Mathieu Baudry nous accueille alors qu'il étiquette quelques bouteilles. Un rapide tour des installations et la discussion commence. Il est le fils de Bernard, qui a créé le domaine il y a presque 40 ans en 1975. La famille est une vieille famille de vignerons. Dès le début, Bernard grattait les sols, utilisait les produits chimiques de façon très raisonnée. On le prenait pour un fou. Le maître mot de l'époque était rendement, peu importe la manière, mais lui s'obstinait à produire quelques chose de qualité.
Le domaine est désormais en agriculture biologique, sur une superficie de 30 hectares : 10 en propriété, 20 en fermage (28 en cabernet franc, 2 en chenin). 
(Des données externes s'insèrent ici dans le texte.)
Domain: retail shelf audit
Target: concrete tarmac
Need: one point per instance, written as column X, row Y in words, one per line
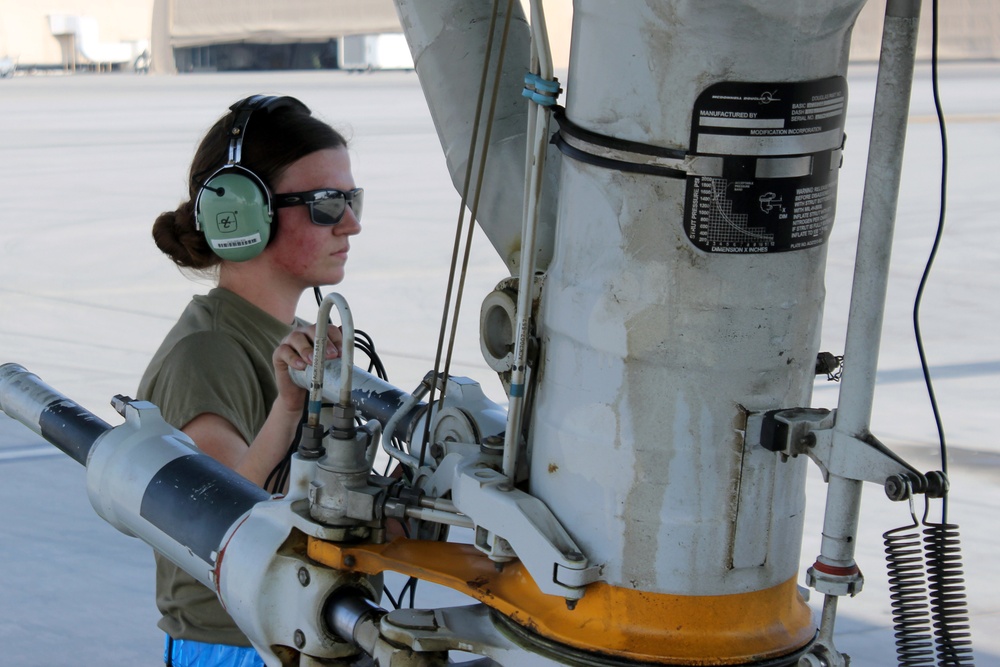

Majeur, Mathieu a le déclic et sait qu'il sera vigneron. Il revient sur le domaine familial en 1999, après une école de commerce vins et spiritueux et apprend sur place le métier. Officiellement à la retraite, Bernard n'en demeure pas moins actif. Pour preuve, pendant que Mathieu nous présente le domaine et déroule la dégustation, son père est sur le tracteur, travaillant le sol d'une des nombreuses vignes du domaine qui présentent la particularité d'être morcelées. Morcellement d'ailleurs responsable d'une grande diversité de sols : graviers, calcaires sableux et argilo-calcaire.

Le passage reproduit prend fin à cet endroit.